Nein - in dem beschriebenen Fall von @DeLux ging es ja darum, dass er eine Person ohne Ihr Einverständnis fotografiert haben soll.
1) Hier greift nicht die DSGVO, sondern das Recht am eigenen Bild. Das wird nämlich durch die DSGVO nicht berüht, bestenfalls präzisiert, wenn es um die weitere Verwendung der erhobenen Daten geht.
2) Und damit hat die Polizei das Recht, dort die Kamera zu sichten und ggf. zu beschlagnahmen. Denn Verstöße gegen dieses Recht haben durchaus strafrechtliche Relevanz.
3) Das Recht am eigenen Bild greift in dem Moment, wo ich eine Person als Hauptmotiv aufnehme, nicht erst bei der Veröffentlichung.

 

1) Die DSGVO greift insofern, als dass ein Bild, das man veröffentlichen will, ja erst einmal angefertigt werden muss und das ist bei einem Knipscomputer nun einmal eine Datenerhebung.

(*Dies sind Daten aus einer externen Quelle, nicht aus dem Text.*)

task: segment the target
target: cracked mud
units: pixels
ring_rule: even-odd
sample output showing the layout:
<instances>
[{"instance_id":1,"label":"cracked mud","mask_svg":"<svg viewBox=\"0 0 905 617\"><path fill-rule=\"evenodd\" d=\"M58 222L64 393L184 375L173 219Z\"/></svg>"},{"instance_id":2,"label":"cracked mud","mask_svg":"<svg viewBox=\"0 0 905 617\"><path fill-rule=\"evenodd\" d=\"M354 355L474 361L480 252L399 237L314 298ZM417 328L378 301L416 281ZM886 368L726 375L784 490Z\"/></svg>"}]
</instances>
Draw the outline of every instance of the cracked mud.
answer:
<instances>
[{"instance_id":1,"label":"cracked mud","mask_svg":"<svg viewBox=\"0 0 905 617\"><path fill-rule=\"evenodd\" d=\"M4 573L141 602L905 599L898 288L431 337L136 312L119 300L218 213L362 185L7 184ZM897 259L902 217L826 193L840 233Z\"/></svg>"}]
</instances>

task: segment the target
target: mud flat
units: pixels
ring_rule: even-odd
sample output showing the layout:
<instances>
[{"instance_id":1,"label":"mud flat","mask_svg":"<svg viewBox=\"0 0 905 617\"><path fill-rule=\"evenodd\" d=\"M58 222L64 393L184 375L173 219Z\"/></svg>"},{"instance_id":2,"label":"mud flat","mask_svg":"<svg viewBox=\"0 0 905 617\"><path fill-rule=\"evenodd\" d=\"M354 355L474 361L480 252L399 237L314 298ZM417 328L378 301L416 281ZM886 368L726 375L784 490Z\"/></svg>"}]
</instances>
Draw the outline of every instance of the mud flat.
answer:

2) Hier hege ich große Zweifel, da m.E. kein Verstoß gegen § 201a StGB und somit keine Straftat vorlag. Selbst wenn ich die angeblich Geschädigte tatsächlich fotografiert hätte, müsste diese selbst Anzeige erstatten. Eine völlig fremde, unbeteiligte dritte Person hat dieses Recht nicht. Jedenfalls nicht ohne Auftrag.

3) Das Recht am eigenen Bild kann man nur selbst beanspruchen. Ein Dritter kann das nicht, was aber im vorliegenden Fall - mit Hilfe der Polizei - durchgesetzt wurde.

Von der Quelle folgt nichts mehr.